My teeth ached as I clenched tighter.
“I’ve double- and triple-checked,” Garrett continued. “No one came on the property via automobile. All the access roads are locked and gated.”
“How about by horse?” Mason asked. “They could come from any direction on horseback.”
Horseback was a common mode of transportation as well as off-road vehicles. Mason’s property covered over ten thousand acres, complete with mountains and valleys. It was quite the increase from his original property. If he had his way, he’d acquire more to keep it from being turned into anything other than its natural beauty.
“There are hoofprints,” Garrett said, “but sir, you have a corral. We can’t differentiate your horses’ prints from someone else’s.”
Sparrow turned to me. “Trackers? Why aren’t they broadcasting?”
The signals we could isolate were either coming from the tower in Chicago or the main house at the ranch. “Garrett,” I said, “Mrs. Murray’s and Mrs. Sparrow’s purses and shoes. Did they take them with them?”
“I haven’t inspected their private rooms other than to know they aren’t there. I don’t know what was taken with them.”

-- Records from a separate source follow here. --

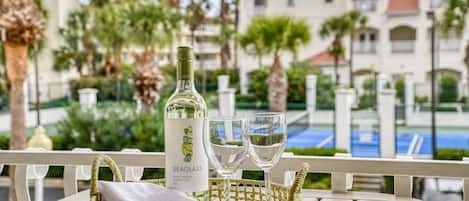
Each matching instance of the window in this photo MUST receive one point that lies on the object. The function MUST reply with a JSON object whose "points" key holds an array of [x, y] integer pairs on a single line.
{"points": [[260, 2], [372, 37], [362, 37], [365, 5]]}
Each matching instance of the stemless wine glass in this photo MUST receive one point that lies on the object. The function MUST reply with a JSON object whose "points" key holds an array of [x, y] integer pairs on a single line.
{"points": [[266, 139], [226, 146]]}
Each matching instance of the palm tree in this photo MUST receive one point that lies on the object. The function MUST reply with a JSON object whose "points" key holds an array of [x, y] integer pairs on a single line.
{"points": [[108, 28], [337, 27], [357, 20], [299, 35], [251, 41], [196, 15], [454, 20], [236, 30], [79, 48], [277, 34], [23, 23], [151, 26]]}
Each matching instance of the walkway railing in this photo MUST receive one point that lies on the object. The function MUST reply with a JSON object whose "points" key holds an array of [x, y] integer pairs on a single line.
{"points": [[403, 170]]}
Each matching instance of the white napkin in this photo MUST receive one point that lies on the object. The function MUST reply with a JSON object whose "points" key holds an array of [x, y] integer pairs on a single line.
{"points": [[120, 191]]}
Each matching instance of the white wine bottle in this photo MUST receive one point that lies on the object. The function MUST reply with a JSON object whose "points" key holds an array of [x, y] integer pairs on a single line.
{"points": [[186, 162]]}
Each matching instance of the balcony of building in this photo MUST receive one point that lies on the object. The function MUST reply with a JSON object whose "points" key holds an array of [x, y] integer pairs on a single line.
{"points": [[402, 40], [365, 5], [366, 41]]}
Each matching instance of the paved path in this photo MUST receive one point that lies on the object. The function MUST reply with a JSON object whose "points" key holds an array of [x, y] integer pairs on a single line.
{"points": [[53, 115], [48, 116]]}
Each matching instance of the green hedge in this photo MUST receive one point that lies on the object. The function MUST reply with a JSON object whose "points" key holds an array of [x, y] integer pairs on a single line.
{"points": [[109, 89], [169, 72], [58, 102], [451, 154]]}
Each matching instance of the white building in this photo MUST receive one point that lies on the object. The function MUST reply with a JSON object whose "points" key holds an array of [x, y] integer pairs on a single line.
{"points": [[396, 39], [55, 84]]}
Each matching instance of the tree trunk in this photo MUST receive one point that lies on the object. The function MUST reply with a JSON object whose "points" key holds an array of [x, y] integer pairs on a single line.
{"points": [[351, 79], [466, 61], [336, 70], [260, 62], [192, 38], [224, 56], [278, 86], [89, 57], [236, 33], [224, 46], [16, 56], [147, 109]]}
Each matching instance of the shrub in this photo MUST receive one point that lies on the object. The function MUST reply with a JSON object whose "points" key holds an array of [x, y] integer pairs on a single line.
{"points": [[368, 99], [112, 128], [399, 85], [421, 99], [314, 151], [448, 89], [109, 89], [451, 154]]}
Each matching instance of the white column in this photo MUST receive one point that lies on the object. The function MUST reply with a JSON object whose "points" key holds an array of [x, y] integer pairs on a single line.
{"points": [[26, 96], [381, 82], [223, 82], [88, 98], [243, 78], [226, 102], [311, 81], [409, 96], [343, 118], [386, 111]]}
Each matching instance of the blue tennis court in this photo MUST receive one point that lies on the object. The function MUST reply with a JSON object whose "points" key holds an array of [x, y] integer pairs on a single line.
{"points": [[367, 144]]}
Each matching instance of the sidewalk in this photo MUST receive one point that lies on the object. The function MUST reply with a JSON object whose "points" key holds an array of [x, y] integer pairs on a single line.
{"points": [[48, 116]]}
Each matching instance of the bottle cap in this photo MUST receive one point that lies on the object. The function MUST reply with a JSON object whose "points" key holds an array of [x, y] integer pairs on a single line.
{"points": [[184, 53]]}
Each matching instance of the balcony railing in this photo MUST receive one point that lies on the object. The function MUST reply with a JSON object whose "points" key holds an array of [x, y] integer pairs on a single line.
{"points": [[365, 48], [365, 5], [403, 46], [402, 169], [450, 44]]}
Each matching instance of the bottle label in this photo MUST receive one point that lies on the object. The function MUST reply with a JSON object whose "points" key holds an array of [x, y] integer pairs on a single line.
{"points": [[186, 162]]}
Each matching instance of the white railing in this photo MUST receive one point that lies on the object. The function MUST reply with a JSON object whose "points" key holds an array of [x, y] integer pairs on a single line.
{"points": [[365, 47], [402, 169], [365, 5], [449, 44], [402, 46], [207, 46]]}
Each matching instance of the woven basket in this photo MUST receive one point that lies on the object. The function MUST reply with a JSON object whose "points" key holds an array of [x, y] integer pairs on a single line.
{"points": [[241, 189]]}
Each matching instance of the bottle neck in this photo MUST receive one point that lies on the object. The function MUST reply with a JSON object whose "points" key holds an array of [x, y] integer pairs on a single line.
{"points": [[185, 76]]}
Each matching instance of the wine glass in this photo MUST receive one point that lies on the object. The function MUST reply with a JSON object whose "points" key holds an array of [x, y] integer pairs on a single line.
{"points": [[266, 139], [226, 147]]}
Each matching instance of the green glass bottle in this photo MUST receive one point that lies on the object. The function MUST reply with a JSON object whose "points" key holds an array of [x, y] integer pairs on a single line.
{"points": [[186, 162]]}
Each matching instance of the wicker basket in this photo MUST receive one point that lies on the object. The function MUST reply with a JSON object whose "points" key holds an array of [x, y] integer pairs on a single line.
{"points": [[241, 189]]}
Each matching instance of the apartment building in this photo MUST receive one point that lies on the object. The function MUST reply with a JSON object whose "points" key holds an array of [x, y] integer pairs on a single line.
{"points": [[395, 41]]}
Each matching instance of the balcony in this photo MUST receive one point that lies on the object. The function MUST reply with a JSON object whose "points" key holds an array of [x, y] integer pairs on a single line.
{"points": [[449, 44], [403, 170], [365, 5], [403, 46], [365, 48]]}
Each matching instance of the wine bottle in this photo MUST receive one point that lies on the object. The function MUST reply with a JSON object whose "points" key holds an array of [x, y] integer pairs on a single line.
{"points": [[186, 162]]}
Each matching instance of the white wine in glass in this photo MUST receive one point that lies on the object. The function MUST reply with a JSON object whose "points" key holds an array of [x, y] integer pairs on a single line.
{"points": [[267, 135]]}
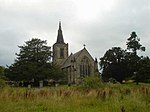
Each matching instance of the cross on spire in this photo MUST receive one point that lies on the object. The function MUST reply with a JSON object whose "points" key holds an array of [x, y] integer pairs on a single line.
{"points": [[84, 45], [60, 38]]}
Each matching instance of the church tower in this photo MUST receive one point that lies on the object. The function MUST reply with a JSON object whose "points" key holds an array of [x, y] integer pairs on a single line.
{"points": [[60, 48]]}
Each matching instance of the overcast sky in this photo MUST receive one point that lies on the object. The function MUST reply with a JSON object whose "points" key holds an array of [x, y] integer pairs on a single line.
{"points": [[99, 24]]}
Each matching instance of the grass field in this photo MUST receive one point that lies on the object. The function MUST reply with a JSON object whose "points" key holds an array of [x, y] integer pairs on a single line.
{"points": [[111, 98]]}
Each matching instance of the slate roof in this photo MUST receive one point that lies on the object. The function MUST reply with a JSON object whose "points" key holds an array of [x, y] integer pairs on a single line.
{"points": [[67, 62]]}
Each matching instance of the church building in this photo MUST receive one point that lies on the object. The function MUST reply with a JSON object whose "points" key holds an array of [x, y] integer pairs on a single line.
{"points": [[77, 65]]}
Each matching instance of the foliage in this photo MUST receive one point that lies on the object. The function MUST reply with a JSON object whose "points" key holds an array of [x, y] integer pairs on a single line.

“They were wearing shoes at least,” Sparrow said, referring to the trackers all of the ladies knew were contained in their shoes and purses. It wasn’t an overt mode of control. It was what we all said, for their safety. “They should be able to be isolated.”

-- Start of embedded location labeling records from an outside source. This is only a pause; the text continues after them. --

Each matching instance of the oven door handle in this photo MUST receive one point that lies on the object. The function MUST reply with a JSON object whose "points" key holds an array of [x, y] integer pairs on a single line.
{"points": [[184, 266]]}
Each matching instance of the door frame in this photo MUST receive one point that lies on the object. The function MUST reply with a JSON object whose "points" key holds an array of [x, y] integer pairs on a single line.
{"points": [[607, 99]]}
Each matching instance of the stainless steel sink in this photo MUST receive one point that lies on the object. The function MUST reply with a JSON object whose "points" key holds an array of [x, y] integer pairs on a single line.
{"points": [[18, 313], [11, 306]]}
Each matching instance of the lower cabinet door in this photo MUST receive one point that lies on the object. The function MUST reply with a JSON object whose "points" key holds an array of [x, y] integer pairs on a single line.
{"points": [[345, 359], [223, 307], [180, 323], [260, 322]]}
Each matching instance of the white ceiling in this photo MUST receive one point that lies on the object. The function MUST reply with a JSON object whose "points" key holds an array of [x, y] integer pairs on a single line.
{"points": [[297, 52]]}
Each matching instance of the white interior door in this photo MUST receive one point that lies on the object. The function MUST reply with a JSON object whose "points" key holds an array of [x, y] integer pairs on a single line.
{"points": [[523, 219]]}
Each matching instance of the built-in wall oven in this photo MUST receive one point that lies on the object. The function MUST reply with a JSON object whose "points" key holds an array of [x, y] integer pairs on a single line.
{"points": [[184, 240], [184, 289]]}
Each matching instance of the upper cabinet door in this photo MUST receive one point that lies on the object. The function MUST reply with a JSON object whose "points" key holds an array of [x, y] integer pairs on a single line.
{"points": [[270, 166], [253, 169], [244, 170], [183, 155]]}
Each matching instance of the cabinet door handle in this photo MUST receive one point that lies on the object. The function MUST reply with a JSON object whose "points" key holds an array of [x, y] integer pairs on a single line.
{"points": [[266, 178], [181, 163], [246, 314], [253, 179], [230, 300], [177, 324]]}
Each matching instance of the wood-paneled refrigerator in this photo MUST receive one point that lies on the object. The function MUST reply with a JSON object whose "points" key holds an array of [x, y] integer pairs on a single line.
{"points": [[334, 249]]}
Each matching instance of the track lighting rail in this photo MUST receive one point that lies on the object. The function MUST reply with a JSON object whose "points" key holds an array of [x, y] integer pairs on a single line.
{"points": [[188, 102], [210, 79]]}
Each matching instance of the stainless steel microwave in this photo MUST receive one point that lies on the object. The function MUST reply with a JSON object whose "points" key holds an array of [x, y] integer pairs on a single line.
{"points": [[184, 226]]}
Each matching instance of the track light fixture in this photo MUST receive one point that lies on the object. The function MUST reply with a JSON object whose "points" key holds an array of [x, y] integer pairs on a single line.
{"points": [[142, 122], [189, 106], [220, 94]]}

I shook my head. “If they were wearing them, the only way to stop the transmission would be to destroy their shoes or block the transmission.”
“That’s not easy to do,” Mason added. “Only a container lined in a special polymer could do that.” Mason stood and ran his fingers through his long hair. His colorful bicep bulged beneath his sleeve as my brother-in-law worked to contain his anger. He faced me. “I know we’re all stressed out, but I need to access my security system. It’s fucking insane that there are parts still off-line.”
I turned to the screen. “The ladies are groggy. What does the doctor think caused it?”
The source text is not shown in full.